Con las rejas sin fregar

Hoy el día amanece tranquilo. Aún es temprano y el silencio lo envuelve todo. Un pajarillo se atreve a romperlo con su trino y, después, se suman más a su canto. Aún tumbada en la cama, engullido mi diminuto cuerpo de niña por el colchón de lana, abro los ojos para tomar consciencia de dónde me encuentro y, entonces, sonrío. Es verano y estoy en el pueblo de mi madre, en casa de mis tías abuelas. Miro alrededor y voy reconociendo las paredes blancas de la habitación, las camas de forja, los marcos de las ventanas coloreados de azul y el alféizar de la ventana cargado de macetas que rebosan flores. Y junto a mi cama, en otra contigua, aún duermen mis hermanas. Pero yo no puedo dormir más, tengo demasiadas ganas de salir, de recorrer las calles empedradas, de ver si aún se atisba nieve en las cumbres de las montañas, y si este verano también hay carpas en la fuente del pilón en la plaza del castillo. Y es que veranear en el pueblo, allá por los años setenta, suponía vivir una auténtica aventura…

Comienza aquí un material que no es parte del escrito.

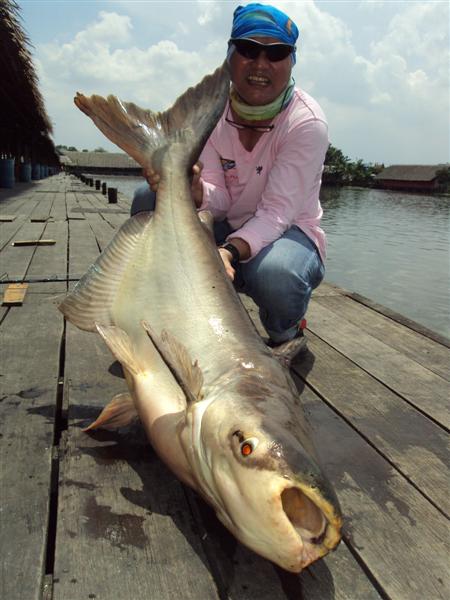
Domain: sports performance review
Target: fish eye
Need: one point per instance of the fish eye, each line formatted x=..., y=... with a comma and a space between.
x=248, y=445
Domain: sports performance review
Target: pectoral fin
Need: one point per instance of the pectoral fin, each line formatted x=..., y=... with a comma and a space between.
x=186, y=372
x=288, y=351
x=118, y=413
x=121, y=346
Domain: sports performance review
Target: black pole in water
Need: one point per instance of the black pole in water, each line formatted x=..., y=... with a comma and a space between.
x=112, y=195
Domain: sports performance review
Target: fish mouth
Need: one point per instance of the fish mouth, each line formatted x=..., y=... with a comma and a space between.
x=319, y=531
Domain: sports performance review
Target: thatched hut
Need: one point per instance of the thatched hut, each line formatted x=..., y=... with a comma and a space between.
x=25, y=128
x=418, y=178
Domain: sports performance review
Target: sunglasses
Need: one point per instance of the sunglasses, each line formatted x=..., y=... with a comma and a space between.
x=251, y=49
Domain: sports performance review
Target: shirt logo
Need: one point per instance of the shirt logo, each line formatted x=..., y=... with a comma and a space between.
x=227, y=163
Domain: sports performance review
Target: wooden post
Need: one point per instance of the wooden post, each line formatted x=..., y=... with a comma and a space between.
x=112, y=195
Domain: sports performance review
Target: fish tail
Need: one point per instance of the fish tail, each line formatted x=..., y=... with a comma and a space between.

Allí, te sentías mayor. Tus padres te dejaban hacer cosas que en la ciudad resultaban impensables. Te daban libertad… libertad para salir sola a la calle, para reunirte en pandilla con los primos y los amigos, y jugar las largas tardes soleadas en la calle, hasta que el sol se escondía. Y siempre había que apurar hasta que se apagaba la última luz, del último rayo.

Y así, disfrutando de esta libertad, algunos días me dejaban ir hasta el bar de la esquina para comprar churros y porras para desayunar. En el bar de El Topo hacían las porras como nadie, bien grandes y fritas en abundante aceite de oliva. Siempre recién hechas. A veces tenía que esperar a que terminaran de freírlas, pero no me importaba, al contrario, disfrutaba viendo con qué maestría “el Topo” las movía con dos palos largos de madera, para ir enroscándolas sin que la masa se pegara. Era algo hipnótico.

Ya de vuelta, calle abajo, con los churros y las porras envueltos en papel de estraza marrón, saludaba a la señora Patro. Siempre sonriente, siempre cariñosa y siempre hacendosa, podando los bellísimos rosales que cubrían la fachada de su casa, o arremangada, fregando las rejas de sus ventanas, para que lucieran impolutas, sin una mota de polvo ni telarañas.

También íbamos a comprar la leche fresca a la lechería. ¡Cómo olía a vaca! Había que hervir la leche durante unos minutos y, después, cuando templaba, retirar la capa gruesa de nata que se formaba en la parte superior, y colar el resto para beberla endulzada con azúcar y, a veces, con un poco de canela.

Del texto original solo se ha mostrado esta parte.